Search-Engine-Structure-2


1 Including Your Website into a Search Engine

I will give you a summary of the standard procedure, you find in this or any similar form in every search engine. On specific details of the programming I renounce for the sake of clarity.

We start at a list of Web addresses (URL) given to a spider. He has to query thSearch Enginee content. (Structure of a Search Engine)

You register your page in the appropriate template so it appears on the URL list. Another source for the list are hyperlinks found when the sites are analyzed. The software follows the links. If it finds in this procedure a yet unknown page, this is also included in the list. With Google and some other engines there is the particular form of automatic application for a site, called “sitemap”. You put all individual pages of your website on a list and upload it to Google. Read here to find out how this works. (Google sitemap upload).

http://www.google.com/support/webmasters/bin/answer.py?answer=40318

The robot starts at the beginning of the URL list and calls on the relevant IP address. The Google URL list contains, according to unofficial estimates around 24 billion pages. All these pages are called sequentially. The robotic software reads the textual content of the pages and saves the entire content in compressed form. Take a look at what the search robot detects and records. With your browser it is quite simple. On any page you call in the first line of the browser menu the command view / source. You see the raw data for the browser. From this text the page is created you see on the screen. The Language of this text is called HTML (Hypertext Markup Language) (Fig. 3 source)Source Code

Program instructions and textual contents are mixed in the page description. The information is carried in this form over the traces of the Internet and arrives at the robot, when it is processing the IP addresses. How the data is passed, is the task of the so-called “parser”.

How can the robot be instructed to gather as much information as possible? Look at the procedure in detail for the scanning of any website: the robot looks first to see if he finds a file, which is called “robots.txt”. It gives him the control orders and instructions about what he should do. Google describes the procedure very precise:
http://www.google.com/support/webmasters/bin/topic.py?topic=8843

A second possibility to control the robots is the formulation of meta tags. You place them in the so-called head-Section (<head>) of the page description.

Let’s assume the robot has found your presence and now calls on the documents related to the website. These are at first the page description (HTML) files, but also image files, graphics, PDF files and sound or video sequences.

The robot starts at the top level of the website. In this respect, it is sufficient if the homepage (first page) is notified to the search engine, because this page leads the visitor to the following pages.
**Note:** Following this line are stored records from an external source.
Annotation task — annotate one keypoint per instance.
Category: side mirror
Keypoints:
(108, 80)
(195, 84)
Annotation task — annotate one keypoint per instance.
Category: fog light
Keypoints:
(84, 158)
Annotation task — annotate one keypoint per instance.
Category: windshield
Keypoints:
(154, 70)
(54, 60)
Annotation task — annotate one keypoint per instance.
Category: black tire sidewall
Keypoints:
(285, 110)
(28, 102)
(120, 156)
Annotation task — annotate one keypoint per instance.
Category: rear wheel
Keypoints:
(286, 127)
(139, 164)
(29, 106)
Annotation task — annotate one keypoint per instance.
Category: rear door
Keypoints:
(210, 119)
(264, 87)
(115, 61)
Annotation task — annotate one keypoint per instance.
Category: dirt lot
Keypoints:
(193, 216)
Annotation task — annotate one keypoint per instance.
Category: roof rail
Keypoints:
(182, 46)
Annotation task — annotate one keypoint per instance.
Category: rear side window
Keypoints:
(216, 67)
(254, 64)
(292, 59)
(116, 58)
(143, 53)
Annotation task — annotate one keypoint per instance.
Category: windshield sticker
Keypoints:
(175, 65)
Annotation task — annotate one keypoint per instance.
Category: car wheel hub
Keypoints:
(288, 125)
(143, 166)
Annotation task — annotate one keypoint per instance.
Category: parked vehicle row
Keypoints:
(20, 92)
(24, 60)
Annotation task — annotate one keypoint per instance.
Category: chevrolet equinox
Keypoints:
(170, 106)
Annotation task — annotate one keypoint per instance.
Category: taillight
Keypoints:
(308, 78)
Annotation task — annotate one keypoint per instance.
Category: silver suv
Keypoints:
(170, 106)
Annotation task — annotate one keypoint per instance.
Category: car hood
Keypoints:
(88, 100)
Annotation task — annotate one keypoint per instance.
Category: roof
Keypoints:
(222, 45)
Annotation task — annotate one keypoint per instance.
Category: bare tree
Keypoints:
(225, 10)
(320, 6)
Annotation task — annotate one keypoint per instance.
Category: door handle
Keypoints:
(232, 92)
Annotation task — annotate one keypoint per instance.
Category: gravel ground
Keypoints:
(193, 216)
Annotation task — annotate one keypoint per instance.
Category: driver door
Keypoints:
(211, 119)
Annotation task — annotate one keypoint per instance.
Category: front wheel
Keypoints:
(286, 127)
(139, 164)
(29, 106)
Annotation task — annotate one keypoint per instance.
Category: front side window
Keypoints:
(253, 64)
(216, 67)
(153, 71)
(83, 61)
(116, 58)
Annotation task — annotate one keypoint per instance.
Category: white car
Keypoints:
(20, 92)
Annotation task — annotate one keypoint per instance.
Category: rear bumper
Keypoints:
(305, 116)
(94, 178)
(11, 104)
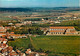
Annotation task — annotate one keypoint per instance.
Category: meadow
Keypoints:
(54, 44)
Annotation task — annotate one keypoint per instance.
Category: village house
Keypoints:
(62, 31)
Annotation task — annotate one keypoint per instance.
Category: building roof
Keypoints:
(61, 27)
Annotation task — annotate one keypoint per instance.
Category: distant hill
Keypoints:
(39, 9)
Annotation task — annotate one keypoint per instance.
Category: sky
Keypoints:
(39, 3)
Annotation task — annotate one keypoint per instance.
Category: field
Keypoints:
(54, 44)
(20, 43)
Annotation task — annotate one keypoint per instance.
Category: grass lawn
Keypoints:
(55, 44)
(58, 44)
(19, 43)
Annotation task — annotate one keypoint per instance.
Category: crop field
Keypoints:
(54, 44)
(62, 44)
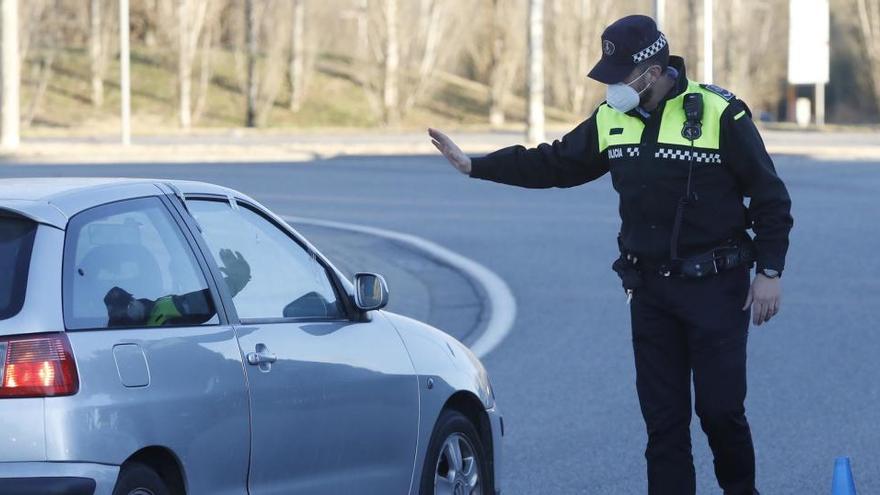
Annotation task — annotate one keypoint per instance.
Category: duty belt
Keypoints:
(703, 265)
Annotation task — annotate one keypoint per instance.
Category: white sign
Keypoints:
(808, 46)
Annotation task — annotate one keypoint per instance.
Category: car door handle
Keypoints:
(262, 357)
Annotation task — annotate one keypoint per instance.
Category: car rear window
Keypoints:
(16, 243)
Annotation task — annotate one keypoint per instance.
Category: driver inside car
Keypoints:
(193, 308)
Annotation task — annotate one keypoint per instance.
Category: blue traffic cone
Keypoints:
(843, 483)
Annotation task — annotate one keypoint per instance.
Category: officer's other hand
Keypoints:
(451, 151)
(766, 296)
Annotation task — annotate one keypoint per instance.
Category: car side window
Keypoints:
(127, 264)
(269, 274)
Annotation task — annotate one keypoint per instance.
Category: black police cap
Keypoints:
(626, 44)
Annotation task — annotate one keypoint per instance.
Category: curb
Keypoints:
(502, 305)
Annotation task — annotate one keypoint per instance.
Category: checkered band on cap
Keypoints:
(651, 50)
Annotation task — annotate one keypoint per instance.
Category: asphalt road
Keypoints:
(565, 376)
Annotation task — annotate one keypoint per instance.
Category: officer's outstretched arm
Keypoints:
(567, 162)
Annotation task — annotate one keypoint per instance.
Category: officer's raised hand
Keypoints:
(765, 296)
(451, 151)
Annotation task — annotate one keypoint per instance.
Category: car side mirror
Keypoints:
(370, 291)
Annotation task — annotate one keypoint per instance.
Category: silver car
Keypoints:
(169, 337)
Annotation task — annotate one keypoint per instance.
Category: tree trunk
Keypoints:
(205, 71)
(535, 126)
(184, 65)
(251, 42)
(390, 94)
(297, 56)
(869, 21)
(9, 136)
(96, 53)
(497, 87)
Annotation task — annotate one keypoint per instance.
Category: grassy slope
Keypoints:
(332, 99)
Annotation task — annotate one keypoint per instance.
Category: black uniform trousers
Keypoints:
(693, 326)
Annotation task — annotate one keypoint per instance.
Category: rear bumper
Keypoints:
(57, 478)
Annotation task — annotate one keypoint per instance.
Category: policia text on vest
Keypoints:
(682, 176)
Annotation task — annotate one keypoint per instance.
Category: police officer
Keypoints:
(682, 157)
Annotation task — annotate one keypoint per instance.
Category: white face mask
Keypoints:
(622, 97)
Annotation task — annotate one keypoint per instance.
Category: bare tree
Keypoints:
(100, 34)
(191, 15)
(747, 58)
(296, 72)
(251, 47)
(11, 78)
(574, 40)
(535, 125)
(869, 22)
(390, 92)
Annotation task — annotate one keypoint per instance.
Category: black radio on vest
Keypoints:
(692, 130)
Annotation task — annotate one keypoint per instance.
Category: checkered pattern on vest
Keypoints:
(625, 151)
(685, 155)
(651, 50)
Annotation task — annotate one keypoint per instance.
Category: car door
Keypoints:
(158, 366)
(334, 400)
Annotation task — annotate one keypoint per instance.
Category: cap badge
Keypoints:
(608, 47)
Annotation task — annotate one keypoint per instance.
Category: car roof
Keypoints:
(53, 201)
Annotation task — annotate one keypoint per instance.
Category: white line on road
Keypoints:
(502, 305)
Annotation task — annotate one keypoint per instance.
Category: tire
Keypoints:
(474, 476)
(139, 479)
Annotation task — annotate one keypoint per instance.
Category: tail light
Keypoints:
(37, 366)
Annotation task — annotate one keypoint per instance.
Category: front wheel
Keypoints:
(139, 479)
(456, 462)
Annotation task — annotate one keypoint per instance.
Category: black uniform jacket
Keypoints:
(650, 192)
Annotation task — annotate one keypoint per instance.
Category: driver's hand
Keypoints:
(451, 151)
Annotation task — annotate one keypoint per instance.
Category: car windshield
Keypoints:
(16, 242)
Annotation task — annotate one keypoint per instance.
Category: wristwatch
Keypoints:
(769, 272)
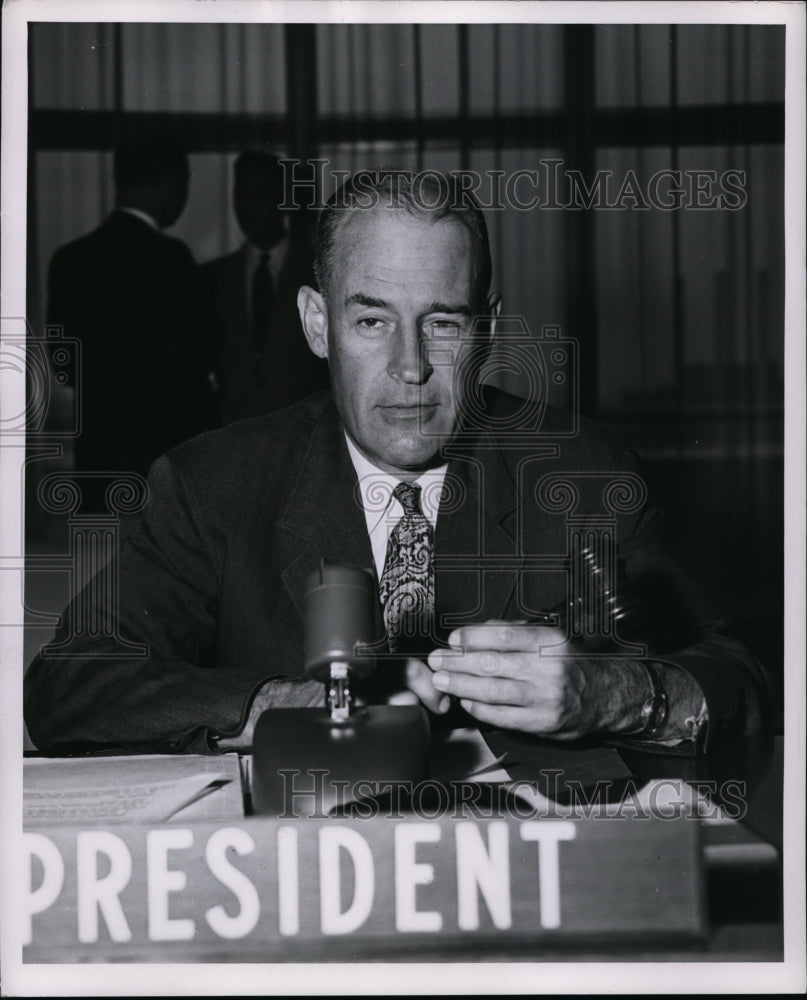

The related links are also enough food for the robot to find more pages. The robot autonomously writes unknown URL's read from the pages in the URL list (see above).

In this way the robot scans all the pages from your Web site and sends a copy to the database of the search engine. It is said that Google, for example, is combing about 8 billion pages in 4 weeks and passes them to the parser.

The parser is a sort engine. He selects a plethora of potential misinformation the search engine cannot cope with. That is for example, coding errors, spaces, nested loops and all other sorts of data useless for the subsequent data processing.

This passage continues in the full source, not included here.